Any Unicode characters may be used in the pattern, but certain characters are reserved and must be escaped. The Krugle regular expression reserved characters are:

+ - && || ! ( ) { } [ ] ^ " ~ * ? : \ /

Any reserved character can be escaped with a backslash, e.g. \* to indicate that * is NOT a regular expression "zero or more" pattern specifier. This includes the backslash character itself, via \\

Additionally, any characters (except double quotes) are interpreted literally when surrounded by double quotes:

john"@regex-demo.com"
Match any character

The period . can be used to represent any single character.

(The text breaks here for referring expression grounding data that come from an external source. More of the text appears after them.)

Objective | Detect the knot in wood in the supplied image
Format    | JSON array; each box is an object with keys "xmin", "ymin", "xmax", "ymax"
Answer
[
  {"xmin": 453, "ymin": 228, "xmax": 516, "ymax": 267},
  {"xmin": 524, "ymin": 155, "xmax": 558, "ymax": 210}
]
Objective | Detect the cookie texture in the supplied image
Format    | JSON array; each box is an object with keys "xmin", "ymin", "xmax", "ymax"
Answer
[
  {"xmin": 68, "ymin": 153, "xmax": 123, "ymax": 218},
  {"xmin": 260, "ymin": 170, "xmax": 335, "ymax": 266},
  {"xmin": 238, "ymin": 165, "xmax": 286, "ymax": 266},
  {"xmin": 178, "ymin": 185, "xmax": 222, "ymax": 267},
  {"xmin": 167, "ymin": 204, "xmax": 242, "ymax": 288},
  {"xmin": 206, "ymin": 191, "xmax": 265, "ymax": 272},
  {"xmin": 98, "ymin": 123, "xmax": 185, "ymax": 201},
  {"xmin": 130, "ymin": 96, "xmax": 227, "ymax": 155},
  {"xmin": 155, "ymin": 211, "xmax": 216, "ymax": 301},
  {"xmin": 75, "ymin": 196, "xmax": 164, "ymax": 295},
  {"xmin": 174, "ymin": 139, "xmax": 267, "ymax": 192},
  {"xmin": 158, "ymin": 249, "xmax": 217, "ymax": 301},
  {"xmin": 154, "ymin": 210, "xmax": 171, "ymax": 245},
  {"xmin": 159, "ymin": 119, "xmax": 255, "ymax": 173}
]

For the term abcde:

ab...   # match
a.c.e   # match
One-or-more

The plus sign + can be used to repeat the preceding shortest pattern one or more times. For the term aaabbb:

a+b+        # match
aa+bb+      # match
a+.+        # match
aa+bbb+     # match
Zero-or-more

The asterisk * can be used to match the preceding pattern zero-or-more times. For the term aaabbb":

a*b*        # match
a*b*c*      # match
.*bbb.*     # match
aaa*bbb*    # match
Min-to-max

Braces { } can be used to specify a minimum and (optionally) a maximum number of times the preceding shortest pattern can repeat. The allowed forms are:

{5}     # repeat exactly 5 times
{2,5}   # repeat at least twice and at most 5 times
{2,}    # repeat at least twice

For the term aaabbb:

a{3}b{3}        # match
a{2,4}b{2,4}    # match
a{2,}b{2,}      # match
.{3}.{3}        # match
a{4}b{4}        # no match
a{4,6}b{4,6}    # no match
a{4,}b{4,}      # no match
Logical OR

The pipe symbol | acts as an OR operator. The match will succeed if the pattern on either the left-hand side OR the right-hand side matches. The alternation applies to the longest pattern, not the shortest. For the term aabb:

aabb|bbaa   # match
aacc|bb     # no match
aa(cc|bb)   # match
a+|b+       # no match
a+b+|b+a+   # match
a+(b|c)+    # match
Alphanumeric character ranges

Ranges of potential characters may be represented as character classes by enclosing them in square brackets [ ]. A leading ^ negates the character class. The allowed forms are:

[abc]    # 'a' or 'b' or 'c'
[a-c]    # 'a' or 'b' or 'c'
[-abc]   # '-' or 'a' or 'b' or 'c'
[abc\-]  # '-' or 'a' or 'b' or 'c'
[^abc]   # any character except 'a' or 'b' or 'c'
[^a-c]   # any character except 'a' or 'b' or 'c'
[^-abc]  # any character except '-' or 'a' or 'b' or 'c'
[^abc\-] # any character except '-' or 'a' or 'b' or 'c'

Note that the dash - indicates a range of characters, unless it is the first character or if it is escaped with a backslash.

For the term abcd:

ab[cd]+     # match
[a-d]+      # match
[^a-d]+     # no match